“The thing that hath been, it is that which shall be; and that which is done is that which shall be done: and there is no new thing under the sun.” — Ecclesiastes 1:9
This is true even in politics. Maybe especially in politics, where the recycling of bad and good decisions reflects the recycling, according to democratic practice, of bad and good leaders.
As the Russians push their imperial agenda in the Ukraine, and Western leaders wring their hands, the ’70s come painfully to mind.
I bring up the ’70s — of god-awful memory — as much to nourish hope as to enlarge perspective on current events in the world and the nation along with it.
As the hearing-aid set — of which your servant is a certificate-holding member — will recall, the ’70s began with the U.S. in decline, at home and abroad.

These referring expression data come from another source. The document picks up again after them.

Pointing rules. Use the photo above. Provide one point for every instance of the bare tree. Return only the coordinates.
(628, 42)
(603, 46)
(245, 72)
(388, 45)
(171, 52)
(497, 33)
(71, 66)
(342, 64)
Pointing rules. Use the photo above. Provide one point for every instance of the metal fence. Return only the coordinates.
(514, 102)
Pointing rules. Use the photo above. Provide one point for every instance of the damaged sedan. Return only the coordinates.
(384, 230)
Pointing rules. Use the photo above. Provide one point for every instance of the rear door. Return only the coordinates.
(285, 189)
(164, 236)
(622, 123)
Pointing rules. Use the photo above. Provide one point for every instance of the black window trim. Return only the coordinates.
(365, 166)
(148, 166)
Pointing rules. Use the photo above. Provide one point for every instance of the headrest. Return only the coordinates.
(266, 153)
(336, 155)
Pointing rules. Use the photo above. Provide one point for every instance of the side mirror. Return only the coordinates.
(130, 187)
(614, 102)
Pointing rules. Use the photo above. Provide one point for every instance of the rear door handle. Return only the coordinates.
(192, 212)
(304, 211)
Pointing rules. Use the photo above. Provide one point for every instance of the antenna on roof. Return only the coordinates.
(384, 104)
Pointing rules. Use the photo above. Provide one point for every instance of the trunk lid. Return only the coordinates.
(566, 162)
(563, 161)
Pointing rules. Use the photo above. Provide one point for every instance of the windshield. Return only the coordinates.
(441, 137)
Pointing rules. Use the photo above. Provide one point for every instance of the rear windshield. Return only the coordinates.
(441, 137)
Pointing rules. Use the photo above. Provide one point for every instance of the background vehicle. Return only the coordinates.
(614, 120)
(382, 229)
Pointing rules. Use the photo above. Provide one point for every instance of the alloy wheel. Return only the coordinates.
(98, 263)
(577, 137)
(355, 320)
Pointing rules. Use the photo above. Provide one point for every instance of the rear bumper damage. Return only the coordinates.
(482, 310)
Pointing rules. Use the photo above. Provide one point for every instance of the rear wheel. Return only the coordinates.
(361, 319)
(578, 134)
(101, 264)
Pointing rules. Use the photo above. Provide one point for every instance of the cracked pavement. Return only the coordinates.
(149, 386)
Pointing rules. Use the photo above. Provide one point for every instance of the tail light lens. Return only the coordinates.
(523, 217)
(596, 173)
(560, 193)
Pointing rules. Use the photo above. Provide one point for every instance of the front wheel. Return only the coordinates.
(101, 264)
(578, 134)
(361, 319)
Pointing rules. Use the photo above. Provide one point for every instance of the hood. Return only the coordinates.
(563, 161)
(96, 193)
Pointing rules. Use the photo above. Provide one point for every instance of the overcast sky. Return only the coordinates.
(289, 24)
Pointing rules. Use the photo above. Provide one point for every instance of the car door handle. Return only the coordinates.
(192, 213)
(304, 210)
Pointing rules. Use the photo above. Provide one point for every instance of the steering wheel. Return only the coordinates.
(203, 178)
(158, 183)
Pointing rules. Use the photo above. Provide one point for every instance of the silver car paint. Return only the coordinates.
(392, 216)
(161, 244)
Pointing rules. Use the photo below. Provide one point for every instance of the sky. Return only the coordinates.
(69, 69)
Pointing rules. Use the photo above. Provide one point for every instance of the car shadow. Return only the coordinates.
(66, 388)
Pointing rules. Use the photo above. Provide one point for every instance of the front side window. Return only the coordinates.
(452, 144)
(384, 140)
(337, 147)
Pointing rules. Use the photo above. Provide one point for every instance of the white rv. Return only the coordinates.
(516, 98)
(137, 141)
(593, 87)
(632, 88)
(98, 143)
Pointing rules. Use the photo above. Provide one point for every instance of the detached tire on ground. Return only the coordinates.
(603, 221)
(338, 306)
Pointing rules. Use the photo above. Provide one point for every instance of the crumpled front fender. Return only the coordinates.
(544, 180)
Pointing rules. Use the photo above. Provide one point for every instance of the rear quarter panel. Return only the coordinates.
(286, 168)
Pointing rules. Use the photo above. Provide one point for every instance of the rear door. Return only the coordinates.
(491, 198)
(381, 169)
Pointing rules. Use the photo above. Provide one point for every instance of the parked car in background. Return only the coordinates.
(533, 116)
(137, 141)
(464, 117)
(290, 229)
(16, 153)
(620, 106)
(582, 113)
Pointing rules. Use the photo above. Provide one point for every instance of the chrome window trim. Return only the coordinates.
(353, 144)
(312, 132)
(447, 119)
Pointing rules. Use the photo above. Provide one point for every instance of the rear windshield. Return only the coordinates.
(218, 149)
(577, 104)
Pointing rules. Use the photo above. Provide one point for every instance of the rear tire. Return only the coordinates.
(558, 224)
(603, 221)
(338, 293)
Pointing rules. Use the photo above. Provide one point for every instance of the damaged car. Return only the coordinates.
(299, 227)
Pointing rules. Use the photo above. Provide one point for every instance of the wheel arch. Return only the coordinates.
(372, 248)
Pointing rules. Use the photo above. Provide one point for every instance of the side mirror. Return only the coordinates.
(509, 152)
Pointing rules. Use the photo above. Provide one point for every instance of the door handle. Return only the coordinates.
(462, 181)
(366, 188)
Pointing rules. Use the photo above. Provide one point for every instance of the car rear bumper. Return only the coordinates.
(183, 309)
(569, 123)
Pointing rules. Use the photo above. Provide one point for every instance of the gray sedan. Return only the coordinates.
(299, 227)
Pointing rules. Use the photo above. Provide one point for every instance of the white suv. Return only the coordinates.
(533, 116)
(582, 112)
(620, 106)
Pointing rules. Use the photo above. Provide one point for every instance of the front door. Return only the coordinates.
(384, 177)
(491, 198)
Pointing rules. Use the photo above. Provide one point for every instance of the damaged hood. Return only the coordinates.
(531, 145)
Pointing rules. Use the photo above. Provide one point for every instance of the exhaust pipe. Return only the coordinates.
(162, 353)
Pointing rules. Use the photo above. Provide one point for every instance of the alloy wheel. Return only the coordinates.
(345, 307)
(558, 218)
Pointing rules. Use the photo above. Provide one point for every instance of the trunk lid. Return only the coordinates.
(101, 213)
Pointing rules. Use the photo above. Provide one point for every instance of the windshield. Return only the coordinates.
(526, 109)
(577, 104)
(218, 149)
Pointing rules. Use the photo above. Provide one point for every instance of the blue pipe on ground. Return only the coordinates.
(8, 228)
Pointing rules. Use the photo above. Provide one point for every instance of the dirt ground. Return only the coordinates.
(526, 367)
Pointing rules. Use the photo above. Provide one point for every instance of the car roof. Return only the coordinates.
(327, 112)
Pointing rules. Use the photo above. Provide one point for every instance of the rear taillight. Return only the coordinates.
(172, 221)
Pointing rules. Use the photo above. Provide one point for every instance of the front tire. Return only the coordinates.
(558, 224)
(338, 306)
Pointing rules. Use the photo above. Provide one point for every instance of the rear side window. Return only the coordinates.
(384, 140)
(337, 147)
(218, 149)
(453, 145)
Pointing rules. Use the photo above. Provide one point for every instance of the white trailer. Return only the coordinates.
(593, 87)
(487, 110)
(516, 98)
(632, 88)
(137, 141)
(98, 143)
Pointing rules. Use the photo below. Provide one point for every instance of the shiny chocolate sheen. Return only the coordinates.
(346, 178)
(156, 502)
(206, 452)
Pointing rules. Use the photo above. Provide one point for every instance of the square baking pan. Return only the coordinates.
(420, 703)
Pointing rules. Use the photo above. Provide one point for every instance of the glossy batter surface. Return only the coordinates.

Inflation and fast-rising energy costs looked uncontrollable. The Nixon administration’s response was wage-price controls — an expedient never successful anywhere. A long, bloody, divisive and essentially futile war in Southeast Asia was winding down. It remained only to negotiate our exit costs.
In this environment of American weakness and confusion, enemies pounced. The Iranians seized our embassy in Tehran. The Russians invaded Afghanistan.
The cycle of decline and fall was arrested, and then reversed, in the ’80s. Having seen what didn’t work in foreign policy — American guilt, American disengagement — America, during the Reagan presidency, re-engaged. And, having done so, won the Cold War. In economic terms, the government stepped back, cut tax rates, eased various regulations and returned to the free marketplace some of its old-time flexibility. Things began working again.
They worked, that is, until “the thing that hath been” cruised back by the crime scene to test the shortness of our memories. Sure enough, around the year 2008, circumstances found the U.S. largely immobilized by the experience of war and the mistakes that seem to go with freedom and prosperity.
Under the guiding hand of Barack Obama, the old policies came back — guilt, disengagement from responsibilities, pessimism as to American ideals and capabilities, resentment of economic success; a variety of mannerisms and anxieties that predict bad decision-making at the top.